Spider-Man: Turn Off the Dark

By Pearl Chen

“Man, I hope Spider-Man doesn’t fall on us,” I thought as I looked up at the aerial equipment lining the Foxwoods Theater. Most likely I wasn’t the only one in the audience feeling a little nervous; until recently, Spider-Man: Turn Off the Dark had been known as one hot mess. Broadway’s most expensive production ever had racked up a notorious parade of injuries, delays, scathing reviews, and even the firing of its original director Julie Taymor (Lion King). Like the actors who dangled mid-air as technical difficulties loomed, the show came to a standstill last month when the entire production shut down and underwent a complete facelift.

So when the $70 million production finally (FINALLY!!) reopened this past Tuesday, more than a year after its original due date, an air of trepidation filled the theater: Would the trainwreck continue? Would the show that had been called “the worst show in Broadway history” actually redeem itself?
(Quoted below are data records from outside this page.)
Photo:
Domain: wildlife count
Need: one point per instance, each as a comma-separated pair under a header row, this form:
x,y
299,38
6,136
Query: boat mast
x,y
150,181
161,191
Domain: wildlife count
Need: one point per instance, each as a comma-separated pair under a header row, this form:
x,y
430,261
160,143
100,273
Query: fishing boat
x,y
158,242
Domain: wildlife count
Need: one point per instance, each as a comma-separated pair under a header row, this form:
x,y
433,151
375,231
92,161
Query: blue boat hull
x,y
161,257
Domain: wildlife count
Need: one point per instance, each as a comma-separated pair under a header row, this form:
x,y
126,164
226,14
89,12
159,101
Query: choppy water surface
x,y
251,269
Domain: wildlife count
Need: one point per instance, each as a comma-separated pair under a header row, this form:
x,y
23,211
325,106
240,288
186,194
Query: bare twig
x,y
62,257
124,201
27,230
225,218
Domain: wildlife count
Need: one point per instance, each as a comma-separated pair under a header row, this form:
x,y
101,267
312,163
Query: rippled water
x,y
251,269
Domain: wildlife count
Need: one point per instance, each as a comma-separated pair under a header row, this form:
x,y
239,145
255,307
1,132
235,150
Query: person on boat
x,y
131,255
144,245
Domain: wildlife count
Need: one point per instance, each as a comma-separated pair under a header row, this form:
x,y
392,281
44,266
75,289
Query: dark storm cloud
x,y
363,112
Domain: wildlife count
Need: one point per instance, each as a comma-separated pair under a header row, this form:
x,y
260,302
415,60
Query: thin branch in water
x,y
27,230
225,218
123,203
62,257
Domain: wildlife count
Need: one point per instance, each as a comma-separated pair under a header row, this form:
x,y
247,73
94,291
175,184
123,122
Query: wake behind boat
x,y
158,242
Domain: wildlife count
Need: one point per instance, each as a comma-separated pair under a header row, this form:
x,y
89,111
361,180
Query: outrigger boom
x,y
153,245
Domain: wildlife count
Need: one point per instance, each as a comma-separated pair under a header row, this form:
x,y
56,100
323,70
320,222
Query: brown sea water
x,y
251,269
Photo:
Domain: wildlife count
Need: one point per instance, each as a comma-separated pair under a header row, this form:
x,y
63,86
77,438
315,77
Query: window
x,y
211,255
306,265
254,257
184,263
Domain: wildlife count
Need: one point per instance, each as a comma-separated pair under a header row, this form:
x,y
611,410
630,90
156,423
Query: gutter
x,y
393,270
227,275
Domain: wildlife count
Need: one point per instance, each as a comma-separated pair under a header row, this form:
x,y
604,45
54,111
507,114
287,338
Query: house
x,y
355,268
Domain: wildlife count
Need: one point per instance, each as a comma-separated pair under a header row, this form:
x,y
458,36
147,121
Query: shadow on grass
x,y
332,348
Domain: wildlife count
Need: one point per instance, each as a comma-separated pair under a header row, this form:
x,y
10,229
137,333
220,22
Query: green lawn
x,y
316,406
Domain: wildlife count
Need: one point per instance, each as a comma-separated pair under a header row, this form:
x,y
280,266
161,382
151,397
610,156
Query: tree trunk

Reeve Carney and Jennifer Damiano in a scene from “SPIDER-MAN Turn Off The Dark” © Jacob Cohl

Reeve Carney and Jennifer Damiano in a scene from “SPIDER-MAN Turn Off The Dark” © All Photos by Jacob Cohl

It’s on its way. No major snafus occurred the night I attended, but more importantly, the show has done away with many of its most egregious faux pas. By all accounts, the original Taymor version had been plagued by an incomprehensible plot, unnecessary characters (e.g. Arachne, Geek Chorus), and bad pacing. This latest version of Spider-Man, revamped by Philip McKinley (The Boy from Oz), took pains to undo the damage. Arachne’s role has been reduced from a key villainess to Peter’s guardian angel. The relationship between him and Mary Jane is more developed. The Green Goblin figures much more prominently, and his climactic fight with Spidey now ends the show rather than the first act. And of course, there was more FLYING.

Watching Spider-Man soar through the theater should make most people feel like they got their money’s worth. If the musical wanted to prove itself as a production that attempts things that have never been done on Broadway, it certainly delivers on the aerial spectacle. There isn’t a thrill quite like seeing Spider-Man zoom over your head as he fights the Green Goblin and shoots a cascade of webs into your lap. Or watching Peter literally bounce off walls in an enclosed room as he discovers his powers. Or taking in the magnificent web that Arachne’s “spider ladies” spin in the opening scene. (I’d imagine the views are even more impressive and complete with seats in the mid-mezzanine rather than the orchestra.)

And there is truly no Broadway production that so vividly makes you feel like you are in a comic book. Sets ingeniously mix 2-D hand-sketched design with moving, breathing, sliding constructions and jumbo screens. Skewed perspectives make Gotham City look breathtakingly ominous, while the fishbowl-lenslike aura of many scenes drum up the grotesque, fantastical vibe of the show.

Spider-Man is definitely heavy on spectacle – but very light on story. For many critics, watching the show trade complexity for coherency is a victory in itself. But I never witnessed the original, and seeing how watered down the story has become made me realize just how confusing its predecessor must have been. Unlike in the movie, Peter has now been stripped of the guilt that motivated his resolve to become Spider-Man. Arachne is now the voice guiding his decisions, and while played beautifully by T.V. Carpio, still seems unnecessary. The early-onset romance between Peter and MJ is touching, yes, but also loses that tension that made the movie great: Will the geek ever get the girl? Given the arduous path that this production has taken, though, I forgive the creators for dumbing down the plot.

What I can’t overlook are certain elements that still don’t quite work. With the exceptions of songs like “Rise Above” and “Boy Falling from the Sky” (both sung earnestly and convincingly by cutie lead actor Reeve Carney), the music in this show sucks. Sorry, Bono and The Edge, I’m just not feeling those mediocre head-banging rock numbers.

Costuming is also questionable. While eye-popping in some characters (like sparks-shooting Electro), they can look like cheap, Disneyfied Halloween get-ups in others. One too many plastic inflatable dolls live in this production — and it knows it (“It’s like you’re fighting an inflatable doll!”). The Green Goblin looks the worst. He is a piano-playing emerald buffoon:

Peter Page as the Green Goblin

Of course, none of these shortcomings seemed to bother the standing-ovation audience. The show is pure, escapist, family-friendly entertainment. While Spider-Man: Turn Off the Dark is more fitting for Vegas, it’s got enough momentum now to taste those bright lights of Broadway.